AIに仕事を任せたその後、僕らは肉の壁になる。
近年騒がれている『仕事をAIに奪われる』事案。
僕がバイトしている場所でも人件費削減の為にセルフレジが導入され始めた。
しかしだからこそ"人間にしか出来ない仕事"が見えてきた。
日本独自の文化として『お客様は神様である』という概念がある。
そして対を為す様にクレーマーという存在がある。
セルフレジで溜まったフラストレーションはレジに居る僕ら"人間"にそっくりそのままぶつけられる。
機械に文句は通じない。それくらいはどんな機械音痴でも時代遅れの奴でも解っている。文句を言ってすっきりする為に必要なのは人間という『肉の壁』に他ならない。
人間にしか出来ない事。人間が求める人間の職業。
それこそがクレーム処理を始めとする理不尽な愚痴聞き役なのだと思う。
占い、人生相談、サポートセンター、そしてレジカウンター等の即対応出来る人員。
加えてAIのサポートとしても理不尽への対応が求められる。
例えば『不要なレシートを捨てる所』にレシート以外を捨てる人間は多い。それどころか紙以外のゴミ、ゴミじゃない物を捨てられている事だってある。

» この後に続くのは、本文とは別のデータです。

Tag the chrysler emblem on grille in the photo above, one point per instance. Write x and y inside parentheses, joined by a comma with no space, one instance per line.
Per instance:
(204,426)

それらを分別するのは想定外という理不尽に振り回される事が出来る人間にしか勤まらない。
中身が微妙に残ったままの缶チューハイや寒さ凌ぎに入って来たまま寝てしまうホームレス。
まぁAIの対応としてはどっちもゴミとして捨てればOKなんだろうが、そうすると片方の場合店の評判は落ちること間違いなしである。
多分人間に残される最後の仕事は人間の処理なのだと思う。
AIに世界を牛耳られて家畜同然に飼育される存在になろうとも、人間という愚かな存在の対応はきっと人間にしか出来ない"仕事"であり続ける。